AS THE 39-year-old father of three boys talks about personality traits that aided his success, a pattern emerges. He says his family moved around a lot (Indianapolis, Toronto, Seattle), often leaving him scrambling to belong, needing friends and sometimes resorting to imaginary ones. And it’s a motif reflected in many of his early roles. He describes “ Encino Man” as the story of a caveman who has been in a time capsule and is trying to fit in, a theme repeated (sans Neanderthal) by the struggling outsiders in “School Ties” (“The movie is about belonging and not belonging,” he says) and “Blast From the Past” (in which he plays another man out of time trying to find his place in a strange world).
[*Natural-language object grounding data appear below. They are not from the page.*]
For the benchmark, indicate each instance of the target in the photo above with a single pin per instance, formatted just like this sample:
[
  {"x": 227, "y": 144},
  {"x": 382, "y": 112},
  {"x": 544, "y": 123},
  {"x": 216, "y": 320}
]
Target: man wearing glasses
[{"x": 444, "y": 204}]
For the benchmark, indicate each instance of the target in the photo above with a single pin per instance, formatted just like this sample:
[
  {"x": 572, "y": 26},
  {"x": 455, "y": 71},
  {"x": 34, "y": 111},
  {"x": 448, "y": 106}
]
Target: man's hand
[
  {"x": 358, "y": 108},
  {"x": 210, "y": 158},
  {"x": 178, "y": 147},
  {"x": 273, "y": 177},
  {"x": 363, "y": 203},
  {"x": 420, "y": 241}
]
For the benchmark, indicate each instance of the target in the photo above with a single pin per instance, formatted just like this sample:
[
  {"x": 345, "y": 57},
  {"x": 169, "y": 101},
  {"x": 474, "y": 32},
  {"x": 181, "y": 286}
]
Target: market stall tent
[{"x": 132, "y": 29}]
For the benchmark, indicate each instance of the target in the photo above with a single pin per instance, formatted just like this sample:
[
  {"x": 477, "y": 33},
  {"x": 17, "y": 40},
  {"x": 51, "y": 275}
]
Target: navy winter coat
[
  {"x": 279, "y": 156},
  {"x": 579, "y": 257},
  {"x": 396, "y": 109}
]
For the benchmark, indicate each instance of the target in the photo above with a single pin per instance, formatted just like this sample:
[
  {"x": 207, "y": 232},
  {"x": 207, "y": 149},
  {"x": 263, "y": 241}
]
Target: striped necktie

Brevig, an Oscar recipient for his special-effects work on “Total Recall,” said by phone that Fraser’s surprising vulnerability and self-knowledge are strengths: “He is aware of what audiences want to see of him. He understands his image and that his fans have preferences. He tries to give them what they like. He knew this wasn’t a maudlin film, an art movie.”

But Brevig got more than a leading man for “Journey” with Fraser:

“I was surprised that he was so smart that he was aware of how to fix some of the shortcomings of the script,” he said, crediting the actor with the key suggestion to switch the main characters’ relationship from a father and son in the screenplay back to the uncle-nephew identities they had in the Jules Verne novel, among other ideas. “I had been meeting with development executives for months and no one said this.”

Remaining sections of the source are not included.